Planche de dessins d’objets du lac du Bourget par Laurent Rabut, publiée dans la revue Sabaudia en1872 Dans les années 1850, la recherche de pièces archéologiques était très à la mode. Des pêcheurs furent engagés pour fouiller les lacs grâce à des pinces et des dragues artisanales. Dès lors, tout un commerce autour des fouilles s’est forgé jusqu’aux années 1900. Le lac du Bourget reverra les archéologues s’intéresser à lui en 1980, accompagnés d’une technologie de plongée autonome et de protocoles scientifiques plus rigoureux. Il existe de nombreuses collections provenant du lac du Bourget à travers le monde. La collection personnelle de Laurent Rabut est aujourd’hui conservée au British Museum. Pourquoi en Angleterre? Parce que le musée d’Archéologie nationale français n’avait à l’époque pas les moyens de lui racheter. C’est le musée savoisien à Chambéry qui possède le plus grand nombre de pièces provenant du lac du Bourget, plus de 5 500…
Au-delà de cette exposition, Lisa regrette le manque de visibilité du patrimoine archéologique des lacs savoyards. Elle a grandi 15 ans près de ce lac sans en connaître la richesse historique, qui selon elle, est peu valorisée: „Le danger, c’est que moins on a connaissance de son patrimoine et plus il est difficile de le protéger.“ Pour la jeune femme, une meilleure communication autour du lac du Bourget permettrait aux habitants alentours de mieux se l’approprier et ainsi, d’être plus prudents. Pourtant, même si le pillage des sites archéologiques est interdit par la loi, certains n’hésitent pas à se créer des collections personnelles dans leur garage ou à commercialiser ce qu’ils trouvent.

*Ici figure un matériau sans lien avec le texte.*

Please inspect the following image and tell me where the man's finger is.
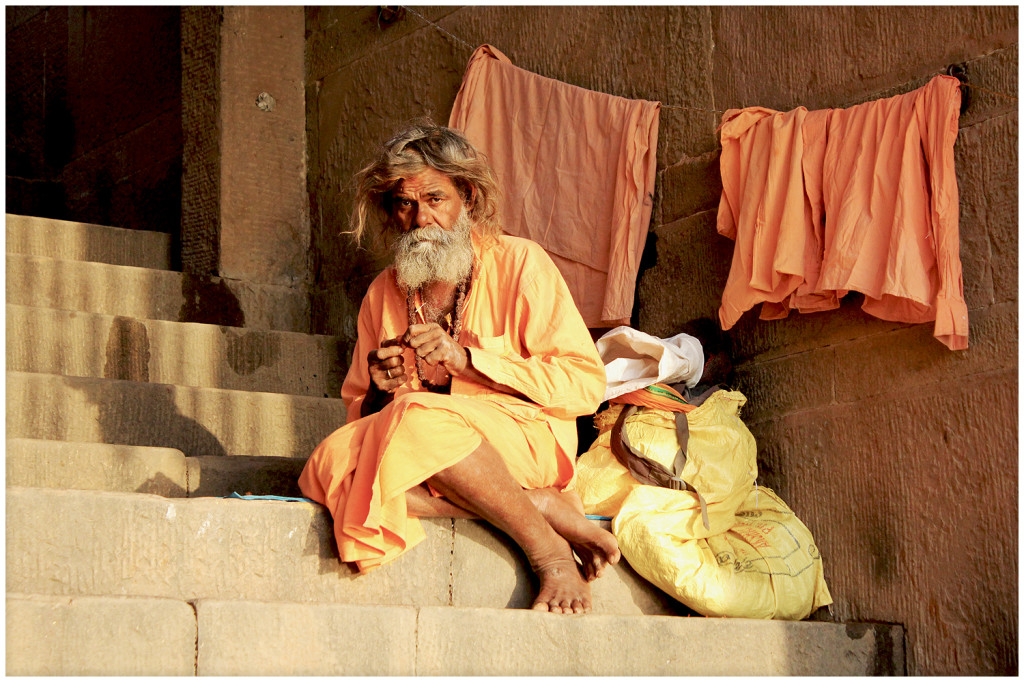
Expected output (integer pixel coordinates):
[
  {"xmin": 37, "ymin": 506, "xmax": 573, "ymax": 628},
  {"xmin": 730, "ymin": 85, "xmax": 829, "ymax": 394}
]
[
  {"xmin": 367, "ymin": 346, "xmax": 404, "ymax": 365},
  {"xmin": 401, "ymin": 323, "xmax": 444, "ymax": 348}
]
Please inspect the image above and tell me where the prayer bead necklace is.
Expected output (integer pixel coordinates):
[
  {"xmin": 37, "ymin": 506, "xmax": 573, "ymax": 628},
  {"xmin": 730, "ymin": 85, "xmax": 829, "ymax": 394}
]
[{"xmin": 406, "ymin": 271, "xmax": 473, "ymax": 393}]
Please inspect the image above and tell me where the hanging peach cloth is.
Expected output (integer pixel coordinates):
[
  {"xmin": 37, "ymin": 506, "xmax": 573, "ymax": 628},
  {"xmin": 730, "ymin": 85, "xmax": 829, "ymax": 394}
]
[
  {"xmin": 718, "ymin": 76, "xmax": 968, "ymax": 350},
  {"xmin": 449, "ymin": 45, "xmax": 660, "ymax": 327},
  {"xmin": 299, "ymin": 235, "xmax": 605, "ymax": 570}
]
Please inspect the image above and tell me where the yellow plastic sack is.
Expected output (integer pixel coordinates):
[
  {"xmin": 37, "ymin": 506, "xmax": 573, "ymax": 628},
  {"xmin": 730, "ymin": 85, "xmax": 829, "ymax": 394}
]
[
  {"xmin": 575, "ymin": 390, "xmax": 758, "ymax": 524},
  {"xmin": 577, "ymin": 391, "xmax": 831, "ymax": 620},
  {"xmin": 612, "ymin": 485, "xmax": 833, "ymax": 621}
]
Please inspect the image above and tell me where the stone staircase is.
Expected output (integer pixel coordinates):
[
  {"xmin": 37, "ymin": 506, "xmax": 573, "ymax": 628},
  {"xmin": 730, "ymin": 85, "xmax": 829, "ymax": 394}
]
[{"xmin": 6, "ymin": 215, "xmax": 905, "ymax": 675}]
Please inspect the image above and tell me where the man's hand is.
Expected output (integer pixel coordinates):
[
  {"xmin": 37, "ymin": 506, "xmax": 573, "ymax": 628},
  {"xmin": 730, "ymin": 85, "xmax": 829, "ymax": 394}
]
[
  {"xmin": 401, "ymin": 323, "xmax": 469, "ymax": 377},
  {"xmin": 367, "ymin": 338, "xmax": 408, "ymax": 393}
]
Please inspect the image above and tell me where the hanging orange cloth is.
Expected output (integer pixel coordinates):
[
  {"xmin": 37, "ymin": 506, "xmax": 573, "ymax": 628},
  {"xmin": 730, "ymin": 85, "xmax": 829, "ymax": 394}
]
[
  {"xmin": 718, "ymin": 76, "xmax": 968, "ymax": 350},
  {"xmin": 449, "ymin": 45, "xmax": 660, "ymax": 327}
]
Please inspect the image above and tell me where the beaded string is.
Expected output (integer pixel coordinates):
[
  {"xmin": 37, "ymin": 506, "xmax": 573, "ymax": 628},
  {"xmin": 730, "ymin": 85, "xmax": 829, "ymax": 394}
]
[{"xmin": 406, "ymin": 271, "xmax": 473, "ymax": 393}]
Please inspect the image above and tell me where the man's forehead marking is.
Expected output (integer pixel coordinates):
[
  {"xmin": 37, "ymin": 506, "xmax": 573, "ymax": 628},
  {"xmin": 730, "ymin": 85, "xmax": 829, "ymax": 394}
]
[{"xmin": 395, "ymin": 178, "xmax": 447, "ymax": 197}]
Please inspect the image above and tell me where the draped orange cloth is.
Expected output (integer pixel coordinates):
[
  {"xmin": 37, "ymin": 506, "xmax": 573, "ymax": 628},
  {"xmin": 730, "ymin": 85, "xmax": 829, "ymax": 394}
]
[
  {"xmin": 299, "ymin": 235, "xmax": 605, "ymax": 570},
  {"xmin": 449, "ymin": 45, "xmax": 660, "ymax": 327},
  {"xmin": 718, "ymin": 76, "xmax": 968, "ymax": 350}
]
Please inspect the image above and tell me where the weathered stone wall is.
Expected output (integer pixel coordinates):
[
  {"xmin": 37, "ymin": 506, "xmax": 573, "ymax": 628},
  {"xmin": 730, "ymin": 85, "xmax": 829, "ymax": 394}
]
[
  {"xmin": 306, "ymin": 7, "xmax": 1018, "ymax": 674},
  {"xmin": 5, "ymin": 6, "xmax": 181, "ymax": 232}
]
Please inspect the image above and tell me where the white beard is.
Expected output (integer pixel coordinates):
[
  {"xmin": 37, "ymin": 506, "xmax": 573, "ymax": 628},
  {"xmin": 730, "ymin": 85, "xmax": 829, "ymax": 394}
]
[{"xmin": 393, "ymin": 208, "xmax": 473, "ymax": 289}]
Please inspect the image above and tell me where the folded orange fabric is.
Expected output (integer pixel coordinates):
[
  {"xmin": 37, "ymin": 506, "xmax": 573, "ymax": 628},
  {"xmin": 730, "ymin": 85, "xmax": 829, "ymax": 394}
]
[
  {"xmin": 449, "ymin": 45, "xmax": 660, "ymax": 327},
  {"xmin": 718, "ymin": 76, "xmax": 968, "ymax": 350}
]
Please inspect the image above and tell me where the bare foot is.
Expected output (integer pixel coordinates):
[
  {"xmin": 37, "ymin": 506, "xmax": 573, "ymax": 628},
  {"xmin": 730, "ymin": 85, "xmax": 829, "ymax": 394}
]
[
  {"xmin": 534, "ymin": 559, "xmax": 591, "ymax": 613},
  {"xmin": 526, "ymin": 487, "xmax": 622, "ymax": 582}
]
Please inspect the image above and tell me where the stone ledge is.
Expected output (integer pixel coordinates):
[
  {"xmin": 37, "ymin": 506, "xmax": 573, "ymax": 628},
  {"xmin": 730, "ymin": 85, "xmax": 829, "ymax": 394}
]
[{"xmin": 5, "ymin": 593, "xmax": 197, "ymax": 676}]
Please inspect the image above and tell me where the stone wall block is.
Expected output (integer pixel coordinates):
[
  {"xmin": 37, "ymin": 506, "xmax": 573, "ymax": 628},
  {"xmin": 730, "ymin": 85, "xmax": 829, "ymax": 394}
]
[
  {"xmin": 306, "ymin": 6, "xmax": 456, "ymax": 81},
  {"xmin": 659, "ymin": 151, "xmax": 722, "ymax": 224},
  {"xmin": 959, "ymin": 43, "xmax": 1020, "ymax": 128},
  {"xmin": 417, "ymin": 607, "xmax": 903, "ymax": 676},
  {"xmin": 977, "ymin": 113, "xmax": 1020, "ymax": 303},
  {"xmin": 196, "ymin": 599, "xmax": 417, "ymax": 677},
  {"xmin": 6, "ymin": 438, "xmax": 190, "ymax": 498},
  {"xmin": 736, "ymin": 347, "xmax": 837, "ymax": 424},
  {"xmin": 712, "ymin": 6, "xmax": 1017, "ymax": 111},
  {"xmin": 719, "ymin": 301, "xmax": 905, "ymax": 361},
  {"xmin": 181, "ymin": 6, "xmax": 224, "ymax": 274},
  {"xmin": 312, "ymin": 285, "xmax": 359, "ymax": 352},
  {"xmin": 6, "ymin": 487, "xmax": 452, "ymax": 606},
  {"xmin": 315, "ymin": 29, "xmax": 469, "ymax": 284},
  {"xmin": 639, "ymin": 211, "xmax": 733, "ymax": 337},
  {"xmin": 6, "ymin": 7, "xmax": 70, "ymax": 178},
  {"xmin": 219, "ymin": 7, "xmax": 309, "ymax": 287},
  {"xmin": 68, "ymin": 6, "xmax": 181, "ymax": 157},
  {"xmin": 953, "ymin": 116, "xmax": 993, "ymax": 310},
  {"xmin": 752, "ymin": 370, "xmax": 1017, "ymax": 674},
  {"xmin": 835, "ymin": 303, "xmax": 1018, "ymax": 403},
  {"xmin": 6, "ymin": 593, "xmax": 197, "ymax": 676}
]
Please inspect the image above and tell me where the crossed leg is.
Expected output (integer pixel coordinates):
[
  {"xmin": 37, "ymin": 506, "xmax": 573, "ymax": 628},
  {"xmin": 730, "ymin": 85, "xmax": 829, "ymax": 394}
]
[
  {"xmin": 421, "ymin": 442, "xmax": 591, "ymax": 613},
  {"xmin": 407, "ymin": 442, "xmax": 620, "ymax": 613}
]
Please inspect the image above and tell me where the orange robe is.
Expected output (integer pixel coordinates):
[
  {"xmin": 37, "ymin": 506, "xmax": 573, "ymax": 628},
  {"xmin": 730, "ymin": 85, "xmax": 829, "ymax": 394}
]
[
  {"xmin": 449, "ymin": 45, "xmax": 660, "ymax": 327},
  {"xmin": 718, "ymin": 76, "xmax": 968, "ymax": 350},
  {"xmin": 299, "ymin": 235, "xmax": 605, "ymax": 570}
]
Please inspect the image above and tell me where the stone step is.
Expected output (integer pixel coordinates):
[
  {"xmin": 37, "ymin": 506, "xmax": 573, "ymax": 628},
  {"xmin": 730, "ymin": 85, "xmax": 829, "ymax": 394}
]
[
  {"xmin": 6, "ymin": 486, "xmax": 688, "ymax": 615},
  {"xmin": 6, "ymin": 438, "xmax": 305, "ymax": 498},
  {"xmin": 7, "ymin": 213, "xmax": 171, "ymax": 270},
  {"xmin": 196, "ymin": 600, "xmax": 903, "ymax": 676},
  {"xmin": 7, "ymin": 304, "xmax": 347, "ymax": 397},
  {"xmin": 6, "ymin": 372, "xmax": 345, "ymax": 459},
  {"xmin": 5, "ymin": 593, "xmax": 198, "ymax": 676},
  {"xmin": 7, "ymin": 253, "xmax": 309, "ymax": 333},
  {"xmin": 6, "ymin": 593, "xmax": 904, "ymax": 677}
]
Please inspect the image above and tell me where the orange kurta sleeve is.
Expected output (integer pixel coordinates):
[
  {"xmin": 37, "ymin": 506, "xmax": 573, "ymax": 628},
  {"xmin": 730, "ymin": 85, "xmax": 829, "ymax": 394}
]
[{"xmin": 454, "ymin": 241, "xmax": 605, "ymax": 419}]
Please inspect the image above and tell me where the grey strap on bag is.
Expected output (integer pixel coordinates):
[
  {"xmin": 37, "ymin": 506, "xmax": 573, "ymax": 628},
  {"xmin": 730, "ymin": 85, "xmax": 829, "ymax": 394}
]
[{"xmin": 611, "ymin": 386, "xmax": 724, "ymax": 530}]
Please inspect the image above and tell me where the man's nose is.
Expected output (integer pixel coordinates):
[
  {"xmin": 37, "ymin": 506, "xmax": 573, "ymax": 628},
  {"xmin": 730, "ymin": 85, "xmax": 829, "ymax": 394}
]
[{"xmin": 413, "ymin": 207, "xmax": 431, "ymax": 227}]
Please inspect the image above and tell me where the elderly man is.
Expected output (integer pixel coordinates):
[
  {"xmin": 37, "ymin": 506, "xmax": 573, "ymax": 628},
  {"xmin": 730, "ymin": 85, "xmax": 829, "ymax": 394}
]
[{"xmin": 299, "ymin": 120, "xmax": 620, "ymax": 613}]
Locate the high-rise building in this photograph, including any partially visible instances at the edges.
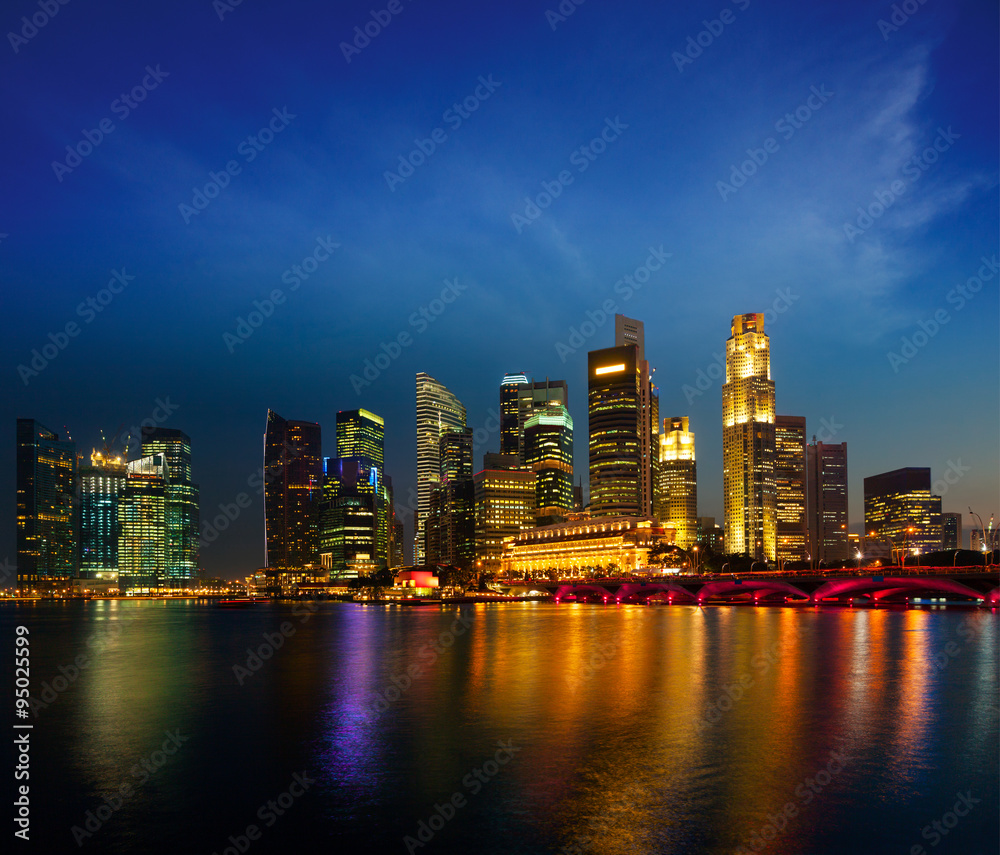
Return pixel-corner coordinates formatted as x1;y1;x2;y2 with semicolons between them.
16;419;78;590
806;444;853;566
425;427;476;568
118;452;170;592
865;467;941;552
722;312;777;561
524;404;573;525
79;449;128;578
587;344;647;517
264;410;323;568
653;416;698;549
473;468;536;573
413;372;466;565
774;416;808;561
941;511;962;549
500;373;569;463
615;315;660;516
142;427;200;588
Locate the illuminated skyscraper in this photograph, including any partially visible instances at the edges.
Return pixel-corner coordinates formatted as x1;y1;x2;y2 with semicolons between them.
615;315;660;516
806;437;848;566
473;462;535;573
142;427;200;588
118;453;170;592
654;416;698;549
587;344;648;517
524;404;573;525
17;419;78;588
865;467;941;552
722;313;777;561
774;416;808;561
80;450;128;578
263;410;323;568
500;374;569;463
413;372;466;564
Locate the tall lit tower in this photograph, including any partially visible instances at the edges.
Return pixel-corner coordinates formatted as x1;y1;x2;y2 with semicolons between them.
655;416;698;549
264;410;323;567
615;315;660;516
587;344;648;517
413;371;466;564
722;312;777;561
142;427;200;588
17;419;77;589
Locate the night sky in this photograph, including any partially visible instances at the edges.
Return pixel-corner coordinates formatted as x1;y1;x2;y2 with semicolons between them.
0;0;1000;577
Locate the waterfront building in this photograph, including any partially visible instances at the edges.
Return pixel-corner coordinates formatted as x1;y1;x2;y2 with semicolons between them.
263;410;323;567
654;416;698;549
722;312;777;561
16;419;78;590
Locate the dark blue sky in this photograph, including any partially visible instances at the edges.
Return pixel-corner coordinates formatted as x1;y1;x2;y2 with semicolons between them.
0;0;1000;575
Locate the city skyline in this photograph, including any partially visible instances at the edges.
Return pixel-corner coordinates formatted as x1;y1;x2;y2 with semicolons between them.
0;2;1000;576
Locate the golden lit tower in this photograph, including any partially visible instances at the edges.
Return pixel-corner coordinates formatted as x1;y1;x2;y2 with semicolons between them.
722;312;777;561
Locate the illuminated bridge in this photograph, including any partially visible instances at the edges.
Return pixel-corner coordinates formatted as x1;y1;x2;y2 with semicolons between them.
502;567;1000;608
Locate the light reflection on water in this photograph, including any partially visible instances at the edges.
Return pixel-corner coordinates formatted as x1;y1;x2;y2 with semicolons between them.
0;602;1000;855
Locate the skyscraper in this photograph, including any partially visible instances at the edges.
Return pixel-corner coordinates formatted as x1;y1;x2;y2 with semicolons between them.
79;449;128;578
17;419;78;589
264;410;323;568
722;313;777;561
524;404;573;525
587;344;648;517
806;437;848;566
413;372;466;564
865;466;941;552
118;452;170;592
615;315;660;516
653;416;698;549
774;416;808;561
142;427;200;588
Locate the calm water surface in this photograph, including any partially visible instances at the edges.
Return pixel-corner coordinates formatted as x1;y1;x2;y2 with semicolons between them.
0;601;1000;855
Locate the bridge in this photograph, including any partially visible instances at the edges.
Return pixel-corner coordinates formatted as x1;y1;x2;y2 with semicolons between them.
498;567;1000;608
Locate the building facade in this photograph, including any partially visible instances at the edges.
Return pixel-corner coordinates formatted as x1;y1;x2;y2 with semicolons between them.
865;467;941;552
263;410;323;567
722;313;777;561
413;372;466;564
15;419;79;590
806;438;853;566
654;416;698;549
774;416;808;561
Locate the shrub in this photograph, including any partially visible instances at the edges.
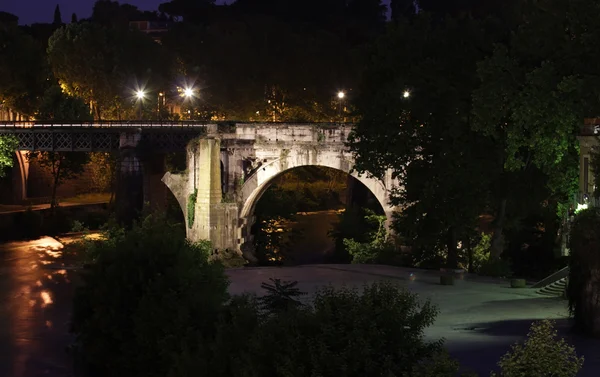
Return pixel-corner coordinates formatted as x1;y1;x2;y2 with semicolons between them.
469;233;492;273
343;211;399;264
209;282;451;377
258;278;306;313
71;220;89;233
71;216;228;377
479;258;512;278
491;320;583;377
440;275;454;285
567;208;600;336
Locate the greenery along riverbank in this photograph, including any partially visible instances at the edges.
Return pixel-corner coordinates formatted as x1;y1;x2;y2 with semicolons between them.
71;212;583;377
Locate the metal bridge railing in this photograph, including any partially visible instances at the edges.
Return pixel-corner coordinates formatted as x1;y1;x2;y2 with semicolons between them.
0;120;213;129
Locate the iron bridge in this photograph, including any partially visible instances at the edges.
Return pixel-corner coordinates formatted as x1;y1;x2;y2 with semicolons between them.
0;121;208;152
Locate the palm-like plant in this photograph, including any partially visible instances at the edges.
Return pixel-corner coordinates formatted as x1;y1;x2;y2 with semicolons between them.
258;278;306;313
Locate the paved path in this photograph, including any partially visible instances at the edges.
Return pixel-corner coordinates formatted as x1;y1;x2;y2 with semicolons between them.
228;265;600;377
0;199;108;214
0;238;600;377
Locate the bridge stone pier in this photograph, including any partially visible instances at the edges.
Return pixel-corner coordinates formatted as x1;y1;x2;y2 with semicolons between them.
162;123;398;260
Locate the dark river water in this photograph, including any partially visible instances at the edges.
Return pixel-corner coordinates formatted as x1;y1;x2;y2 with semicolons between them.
278;210;339;265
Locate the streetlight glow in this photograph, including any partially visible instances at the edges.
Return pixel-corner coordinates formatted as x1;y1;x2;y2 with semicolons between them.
183;88;194;98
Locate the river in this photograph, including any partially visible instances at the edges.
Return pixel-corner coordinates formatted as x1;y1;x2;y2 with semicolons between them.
278;210;340;265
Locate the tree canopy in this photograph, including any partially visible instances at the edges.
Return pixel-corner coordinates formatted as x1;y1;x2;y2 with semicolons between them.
48;22;171;118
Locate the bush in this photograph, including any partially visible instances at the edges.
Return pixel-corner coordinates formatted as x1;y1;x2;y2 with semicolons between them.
567;208;600;337
479;258;512;278
203;282;456;377
440;275;454;285
71;216;228;377
343;211;400;264
491;320;583;377
469;233;492;273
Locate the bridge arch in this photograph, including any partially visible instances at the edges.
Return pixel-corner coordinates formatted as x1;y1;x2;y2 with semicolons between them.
239;151;394;243
13;150;29;202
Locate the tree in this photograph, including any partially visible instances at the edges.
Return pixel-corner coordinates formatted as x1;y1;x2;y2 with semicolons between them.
158;0;215;23
491;320;583;377
197;282;450;377
52;4;63;26
48;22;172;119
390;0;417;21
32;85;93;208
0;23;47;116
36;85;94;123
473;1;600;256
27;152;89;209
71;215;229;377
0;11;19;26
350;15;494;268
0;135;19;178
567;208;600;337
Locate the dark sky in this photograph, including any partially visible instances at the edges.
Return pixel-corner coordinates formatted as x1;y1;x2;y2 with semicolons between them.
0;0;224;25
0;0;389;25
0;0;389;25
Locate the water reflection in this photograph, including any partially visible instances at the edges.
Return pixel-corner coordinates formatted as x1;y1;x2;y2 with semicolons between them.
40;291;54;308
0;237;72;377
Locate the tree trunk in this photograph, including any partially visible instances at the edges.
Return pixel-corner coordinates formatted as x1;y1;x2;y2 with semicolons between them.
446;226;458;269
50;161;61;210
490;198;506;259
465;236;475;274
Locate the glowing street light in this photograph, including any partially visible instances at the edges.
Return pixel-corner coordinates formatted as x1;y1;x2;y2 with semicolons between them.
183;88;194;98
338;90;346;121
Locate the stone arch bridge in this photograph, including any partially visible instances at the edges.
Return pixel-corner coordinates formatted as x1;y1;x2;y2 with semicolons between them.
0;122;398;256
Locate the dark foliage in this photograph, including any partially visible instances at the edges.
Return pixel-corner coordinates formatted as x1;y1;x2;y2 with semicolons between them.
71;216;228;377
567;208;600;337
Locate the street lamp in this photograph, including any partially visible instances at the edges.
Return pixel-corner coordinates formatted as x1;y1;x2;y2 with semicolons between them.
338;91;346;121
135;90;146;120
183;88;194;99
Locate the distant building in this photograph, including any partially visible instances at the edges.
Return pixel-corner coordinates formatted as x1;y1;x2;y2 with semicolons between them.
129;21;169;43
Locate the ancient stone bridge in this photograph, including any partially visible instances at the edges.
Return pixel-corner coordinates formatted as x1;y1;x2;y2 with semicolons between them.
162;123;395;257
3;123;404;258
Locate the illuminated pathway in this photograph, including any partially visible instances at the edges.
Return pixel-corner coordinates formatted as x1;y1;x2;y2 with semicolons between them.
0;237;72;377
228;265;600;377
0;238;600;377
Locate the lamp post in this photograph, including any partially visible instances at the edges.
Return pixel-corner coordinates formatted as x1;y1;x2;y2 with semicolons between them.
338;91;346;121
183;87;196;120
135;90;146;120
158;92;165;121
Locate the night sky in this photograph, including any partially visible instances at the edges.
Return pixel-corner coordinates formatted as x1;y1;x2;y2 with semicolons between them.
0;0;225;25
0;0;389;25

Les détecteurs de métaux sont parfois utilisés dans ce but, alors que leur utilisation à des fins de recherches archéologiques est illégale. Seuls les professionnels de l’archéologie en ont le droit, grâce à des autorisations spéciales. „Le problème, c’est qu’en retirant ces objets du sol, même s’ils viennent les rapporter au musée très rarement, ces personnes détruisent des informations autour. Les fouilles nécessitent un protocole précis qui doit être appliqué pour pouvoir recueillir le plus d’éléments possibles sur l’objet et son contexte.“ Précise Lisa. Le lac du Bourget est encore épargné du pillage moderne, mais ce n’est pas le cas du lac voisin d’Aiguebelette, un autre lac savoyard abritant également de nombreux sites archéologiques.